Don’t plan an overseas trip with two children right around Christmas; don’t do it. I’ve done this often enough now that my words should carry some weight. I was doing all right until yesterday, when things blew up at work, and now I am numbly swathing toys in three-year-old wrapping paper, drinking tea and contemplating the task of packing for three weeks in another hemisphere. It is 10.15pm.

The ultimate first world problem is probably the anticipation of missing one’s bad-tempered fourteen-year-old cat. The Germans have a word for that, right? There’s nothing wrong with her except her long-standing anger issues and her regular winter gimpiness. Her coat is good, her eyes are bright, her teeth are sharp and she is as curious and opinionated as ever. But she is nearly fifteen, and one day she will die, and I will be inconsolable.

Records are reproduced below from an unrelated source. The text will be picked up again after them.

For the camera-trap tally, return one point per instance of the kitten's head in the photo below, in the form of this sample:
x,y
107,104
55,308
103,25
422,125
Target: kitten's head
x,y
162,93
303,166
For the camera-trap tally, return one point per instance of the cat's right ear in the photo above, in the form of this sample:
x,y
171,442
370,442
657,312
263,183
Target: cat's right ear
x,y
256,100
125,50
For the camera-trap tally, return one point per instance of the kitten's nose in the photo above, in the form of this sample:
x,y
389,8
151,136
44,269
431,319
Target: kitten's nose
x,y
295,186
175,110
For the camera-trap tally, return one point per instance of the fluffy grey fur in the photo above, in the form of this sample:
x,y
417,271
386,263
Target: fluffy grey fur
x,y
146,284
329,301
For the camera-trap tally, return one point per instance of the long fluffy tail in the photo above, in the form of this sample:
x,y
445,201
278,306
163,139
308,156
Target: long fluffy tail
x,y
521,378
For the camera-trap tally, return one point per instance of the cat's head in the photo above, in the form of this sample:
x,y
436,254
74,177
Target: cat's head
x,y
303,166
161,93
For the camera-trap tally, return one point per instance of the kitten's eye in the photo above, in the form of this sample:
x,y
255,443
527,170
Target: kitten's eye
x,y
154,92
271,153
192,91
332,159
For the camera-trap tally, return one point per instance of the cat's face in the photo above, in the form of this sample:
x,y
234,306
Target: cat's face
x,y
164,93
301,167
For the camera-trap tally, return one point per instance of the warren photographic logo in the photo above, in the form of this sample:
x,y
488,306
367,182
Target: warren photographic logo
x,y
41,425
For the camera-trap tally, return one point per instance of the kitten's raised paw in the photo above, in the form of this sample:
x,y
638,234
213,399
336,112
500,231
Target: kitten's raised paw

Worse things happen. I know.

in which i try to bleed you dry

This is kind of a weird one for me because I try to drip-feed the donations all year rather than scrambling to find cash at Chrimble. But! If you do get a wodge of checks from rich aunties, here’s where I’d send ’em were I you:

Partners in Health

Oh, God, Haiti: earthquake AND cholera? Please try to stay out of trouble in 2011. Paul Farmer’s organization was the first medical team on the ground. Your money will SO not be wasted here.

Fred Hollows Foundation

Yes, I know, I don’t like what he said about gay men either. But he’s dead, and his organization can restore sight to the blind for $25.

Kiva

What I adore about Kiva is that the entrepreneurs PAY ME BACK. My original donation to Kiva has increased about fivefold. Suck on that, puny S&P-linked index fund! SUCK.

TBfriends

In hard times, luxury goods are the first to go; even when the goods in question have a brain and a pulse. 2010 was a terrible year for horses. Joe Shelton runs the most admired, humblest, most efficient and effective rescue in Northern California.

EFF

When the geek rapture transcends us all and I am finally re-instantiated as software that is able to grok group theory, EFF will take the place of all the above organizations. Until then think of your donations as a sort of digital 401(k).

Also, find your local hospice. One day you or someone you love will need it. (This year my local hospice turned out to be in Florida.)

Also consider getting on the Bone Marrow Donor registry. My darling friend Jen’s badass donor dude is doing the do on the 28th, so keep her (and him!) in your heart.

Also, if you’re a person who can give blood you should give blood, especially if you’re a special snowflake O Negative like meee!